3) No major demand crash expected: Barclays Capital points out there was a massive fall in US oil demand in 2008 September at 2.56 mn b/d on year-on-year basis and OECD oil demand fell 3.9 mn b/d in November 2008. In 2011 there are no projections or expectations of any falls in demand of that severity or anywhere close. Yes, US oil demand has weakened , but the damage has been contained to falls of 0.5 mb/d, not 2.5 mb/d. Considering demand for the main oil products,
4) Call on OPEC still rising: Even after a fairly sharp paring in estimates of oil demand growth, we are still forecasting a call on OPEC crude and inventories of 30.3 mb/d in Q3 and 30.5 mb/d in Q4). OPEC crude output in Q2 amounted to just 29.5 mb/d. In other words, we could cut our H2 demand estimates by a further 1 mb/d before OPEC even needed to cut anything if it wished to avoid an overall inventory build. To justify the scale of cut that OPEC made in 2008/9, H2 demand would have to be lower than the current forecast by 4 mb/d. The macroeconomic concern at the moment is of frustratingly low growth and more austerity, but not yet the sort of economic implosion that could produce a 4 mb/d fall in oil demand across all of H2. The call on OPEC in H2 that is larger than OPEC output in Q2. While another round of monthly reports due in the next week is likely to cut that gap, we doubt that it will remove it completely, particularly in the case of the IEA projections. We expect that the IEA will still think that OPEC should be adding oil the market, precisely at the time when OPEC thinks it should be taking oil away. That combination seems unlikely to be associated with any price collapse that could be sustained. In short, current fundamentals appear to be a far cry from those that drove the 2008/9 cycle, Barclays Capital said in the analysis.
5)The cycle repeats itself: During downswings below breakeven levels renewable economics and also oil sand economics began to break, and the whoe supply-side reaction led much of the market to conclude that $100 per barrel for the back of the curve was now the new normal, and below that would represent low prices. The oil industry’s ability to cope with lower prices without damaging future supply is limited On the demand side, lower prices fed into a sharp global demand upswing, leading to the fastest demand growth for 30 years, with demand growth in 2010 running at least twice as fast, and perhaps three times as fast, as the maximum the supply side could cope with into the medium term, Barclays Capital noted.
Spare capacity of 6.5 mb/d quickly became spare capacity of just 2.5 mb/d.
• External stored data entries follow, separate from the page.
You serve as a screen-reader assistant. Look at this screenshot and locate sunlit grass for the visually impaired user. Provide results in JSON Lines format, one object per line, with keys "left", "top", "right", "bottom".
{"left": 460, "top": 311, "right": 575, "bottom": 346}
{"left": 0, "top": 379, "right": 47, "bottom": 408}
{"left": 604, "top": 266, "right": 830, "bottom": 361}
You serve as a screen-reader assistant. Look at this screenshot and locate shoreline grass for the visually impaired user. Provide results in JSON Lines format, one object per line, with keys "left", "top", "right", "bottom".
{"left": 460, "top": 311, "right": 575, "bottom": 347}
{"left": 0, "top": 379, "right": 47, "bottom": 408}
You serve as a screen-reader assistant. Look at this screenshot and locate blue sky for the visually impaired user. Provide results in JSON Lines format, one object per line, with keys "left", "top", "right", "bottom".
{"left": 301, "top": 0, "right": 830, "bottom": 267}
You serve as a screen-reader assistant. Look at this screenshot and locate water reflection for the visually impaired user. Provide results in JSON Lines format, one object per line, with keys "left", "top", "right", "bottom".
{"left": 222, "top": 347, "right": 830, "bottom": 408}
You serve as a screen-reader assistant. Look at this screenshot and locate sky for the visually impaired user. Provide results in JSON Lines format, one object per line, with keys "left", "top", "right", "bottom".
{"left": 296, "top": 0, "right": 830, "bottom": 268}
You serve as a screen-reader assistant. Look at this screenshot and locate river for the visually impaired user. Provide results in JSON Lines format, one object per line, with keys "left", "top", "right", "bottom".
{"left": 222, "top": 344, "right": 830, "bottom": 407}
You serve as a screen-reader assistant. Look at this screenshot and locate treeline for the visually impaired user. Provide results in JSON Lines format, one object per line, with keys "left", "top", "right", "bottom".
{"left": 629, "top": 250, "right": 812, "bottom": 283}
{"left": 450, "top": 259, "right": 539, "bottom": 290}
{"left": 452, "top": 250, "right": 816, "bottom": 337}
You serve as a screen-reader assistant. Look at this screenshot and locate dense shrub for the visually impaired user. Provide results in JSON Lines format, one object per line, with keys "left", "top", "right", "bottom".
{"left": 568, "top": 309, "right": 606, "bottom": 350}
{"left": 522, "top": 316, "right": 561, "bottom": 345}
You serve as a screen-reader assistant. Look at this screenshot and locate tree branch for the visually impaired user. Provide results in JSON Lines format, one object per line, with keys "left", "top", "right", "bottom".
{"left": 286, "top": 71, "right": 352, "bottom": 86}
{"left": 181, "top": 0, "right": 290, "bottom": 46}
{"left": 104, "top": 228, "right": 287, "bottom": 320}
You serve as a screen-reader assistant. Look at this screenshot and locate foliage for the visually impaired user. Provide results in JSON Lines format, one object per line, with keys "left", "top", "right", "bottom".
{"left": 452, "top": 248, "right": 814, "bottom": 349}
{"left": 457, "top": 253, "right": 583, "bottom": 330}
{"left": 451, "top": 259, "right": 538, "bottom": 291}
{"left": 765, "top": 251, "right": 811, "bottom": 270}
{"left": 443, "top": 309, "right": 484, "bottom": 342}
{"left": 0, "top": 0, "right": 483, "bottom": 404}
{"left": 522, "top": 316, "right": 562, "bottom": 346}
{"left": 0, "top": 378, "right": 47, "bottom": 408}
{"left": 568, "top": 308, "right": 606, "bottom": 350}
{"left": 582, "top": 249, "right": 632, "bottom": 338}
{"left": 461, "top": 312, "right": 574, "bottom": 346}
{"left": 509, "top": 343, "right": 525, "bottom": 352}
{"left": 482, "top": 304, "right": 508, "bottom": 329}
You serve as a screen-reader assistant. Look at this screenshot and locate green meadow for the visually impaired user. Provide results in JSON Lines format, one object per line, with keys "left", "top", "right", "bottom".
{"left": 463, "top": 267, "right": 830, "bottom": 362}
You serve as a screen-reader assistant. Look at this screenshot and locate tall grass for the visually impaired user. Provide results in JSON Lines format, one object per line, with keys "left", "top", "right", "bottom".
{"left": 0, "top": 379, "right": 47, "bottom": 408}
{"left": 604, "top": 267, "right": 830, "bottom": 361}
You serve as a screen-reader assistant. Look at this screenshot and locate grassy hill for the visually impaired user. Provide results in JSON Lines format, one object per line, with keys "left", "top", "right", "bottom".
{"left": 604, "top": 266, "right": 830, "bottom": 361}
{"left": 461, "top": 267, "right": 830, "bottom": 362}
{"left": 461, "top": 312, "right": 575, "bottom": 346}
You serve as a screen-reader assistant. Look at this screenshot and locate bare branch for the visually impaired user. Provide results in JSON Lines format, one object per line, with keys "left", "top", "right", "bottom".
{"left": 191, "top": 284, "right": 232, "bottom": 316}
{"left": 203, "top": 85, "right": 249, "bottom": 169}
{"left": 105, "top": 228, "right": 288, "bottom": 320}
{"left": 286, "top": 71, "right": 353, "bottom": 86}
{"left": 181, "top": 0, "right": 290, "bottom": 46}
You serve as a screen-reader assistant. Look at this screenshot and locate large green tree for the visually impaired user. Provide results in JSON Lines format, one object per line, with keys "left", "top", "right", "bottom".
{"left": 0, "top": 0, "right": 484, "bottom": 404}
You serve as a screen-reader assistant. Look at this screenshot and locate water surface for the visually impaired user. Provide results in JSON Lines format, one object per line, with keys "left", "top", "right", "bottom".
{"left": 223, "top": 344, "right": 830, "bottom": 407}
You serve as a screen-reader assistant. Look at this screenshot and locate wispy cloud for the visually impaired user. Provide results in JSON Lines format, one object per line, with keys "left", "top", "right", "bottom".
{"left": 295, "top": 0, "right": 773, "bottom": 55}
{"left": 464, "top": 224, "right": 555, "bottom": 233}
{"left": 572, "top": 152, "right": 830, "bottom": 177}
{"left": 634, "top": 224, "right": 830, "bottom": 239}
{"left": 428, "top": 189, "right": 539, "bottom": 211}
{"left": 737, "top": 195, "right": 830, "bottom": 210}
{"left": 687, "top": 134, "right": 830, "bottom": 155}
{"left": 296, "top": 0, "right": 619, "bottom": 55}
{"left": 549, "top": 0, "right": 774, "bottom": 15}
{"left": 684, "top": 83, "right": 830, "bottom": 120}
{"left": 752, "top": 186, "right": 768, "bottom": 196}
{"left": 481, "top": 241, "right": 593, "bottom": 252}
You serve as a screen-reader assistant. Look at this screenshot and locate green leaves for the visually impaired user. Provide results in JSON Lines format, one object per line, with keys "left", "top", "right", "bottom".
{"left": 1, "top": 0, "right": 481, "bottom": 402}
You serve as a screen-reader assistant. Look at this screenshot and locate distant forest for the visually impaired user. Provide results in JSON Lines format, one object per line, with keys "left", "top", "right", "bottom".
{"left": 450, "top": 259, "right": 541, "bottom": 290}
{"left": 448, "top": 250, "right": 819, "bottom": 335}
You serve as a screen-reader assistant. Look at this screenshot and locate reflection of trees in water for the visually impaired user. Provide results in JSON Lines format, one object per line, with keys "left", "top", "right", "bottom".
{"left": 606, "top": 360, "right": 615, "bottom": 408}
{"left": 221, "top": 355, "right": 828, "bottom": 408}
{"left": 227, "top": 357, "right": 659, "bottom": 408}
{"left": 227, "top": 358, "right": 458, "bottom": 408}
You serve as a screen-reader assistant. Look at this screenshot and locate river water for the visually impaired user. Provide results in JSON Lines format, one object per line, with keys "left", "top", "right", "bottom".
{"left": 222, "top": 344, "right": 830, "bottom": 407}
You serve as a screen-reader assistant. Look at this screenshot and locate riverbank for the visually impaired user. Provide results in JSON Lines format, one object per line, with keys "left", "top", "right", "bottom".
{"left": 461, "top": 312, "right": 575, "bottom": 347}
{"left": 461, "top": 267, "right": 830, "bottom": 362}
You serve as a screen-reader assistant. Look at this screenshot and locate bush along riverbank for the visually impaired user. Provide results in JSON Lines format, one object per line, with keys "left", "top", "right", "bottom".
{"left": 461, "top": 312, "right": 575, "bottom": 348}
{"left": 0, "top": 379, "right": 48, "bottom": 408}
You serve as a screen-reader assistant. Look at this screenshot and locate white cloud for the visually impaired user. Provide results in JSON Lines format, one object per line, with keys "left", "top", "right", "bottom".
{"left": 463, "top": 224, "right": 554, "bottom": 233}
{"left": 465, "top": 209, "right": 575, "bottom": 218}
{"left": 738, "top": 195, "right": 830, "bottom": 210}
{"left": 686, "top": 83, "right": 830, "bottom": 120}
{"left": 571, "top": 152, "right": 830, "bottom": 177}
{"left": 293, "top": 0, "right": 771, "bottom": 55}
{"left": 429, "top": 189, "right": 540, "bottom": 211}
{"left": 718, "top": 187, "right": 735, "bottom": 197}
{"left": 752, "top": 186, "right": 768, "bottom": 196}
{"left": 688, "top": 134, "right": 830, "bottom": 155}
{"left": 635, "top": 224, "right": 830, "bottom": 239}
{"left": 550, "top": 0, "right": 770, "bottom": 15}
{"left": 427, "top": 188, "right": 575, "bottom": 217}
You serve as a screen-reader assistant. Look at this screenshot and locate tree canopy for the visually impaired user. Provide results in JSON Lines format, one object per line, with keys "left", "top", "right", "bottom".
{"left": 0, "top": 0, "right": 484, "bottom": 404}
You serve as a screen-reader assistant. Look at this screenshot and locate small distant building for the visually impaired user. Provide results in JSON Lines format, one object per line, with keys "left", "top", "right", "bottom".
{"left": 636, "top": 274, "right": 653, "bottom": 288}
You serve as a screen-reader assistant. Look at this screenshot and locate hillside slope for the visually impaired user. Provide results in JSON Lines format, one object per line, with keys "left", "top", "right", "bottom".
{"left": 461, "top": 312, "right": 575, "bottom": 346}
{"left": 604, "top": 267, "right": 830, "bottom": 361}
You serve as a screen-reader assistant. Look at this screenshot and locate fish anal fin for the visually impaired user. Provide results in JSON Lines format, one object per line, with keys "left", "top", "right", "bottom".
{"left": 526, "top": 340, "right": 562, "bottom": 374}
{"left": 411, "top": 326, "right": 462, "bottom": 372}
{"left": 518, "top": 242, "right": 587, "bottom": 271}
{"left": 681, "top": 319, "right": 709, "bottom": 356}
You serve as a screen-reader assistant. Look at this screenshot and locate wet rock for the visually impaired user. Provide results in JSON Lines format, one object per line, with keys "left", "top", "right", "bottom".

The lesson of the last cycle is that the further prices are forced below $90 and the longer they stay there, the faster the market tightens in the upswing. During that last downswing we wrote that we did not believe prices could be sustained into the medium term below $90. In the final analysis we believe that proved to be correct, prices could move below $90 but they could not be sustained below that level. Since then, cost inflation has returned and, as noted above, producer aspirations have moved upwards by some $20. We thus feel even more confident this time to reiterate that 2008 view that prices are not sustainable below $90 per barrel because of the associated damage to supply and the stoking up of demand that prices below that level represent. Indeed, in this particular aspect we suspect that $100 for Brent is probably the new $90 in terms of what is a sustainable price, Barclays Capital report said.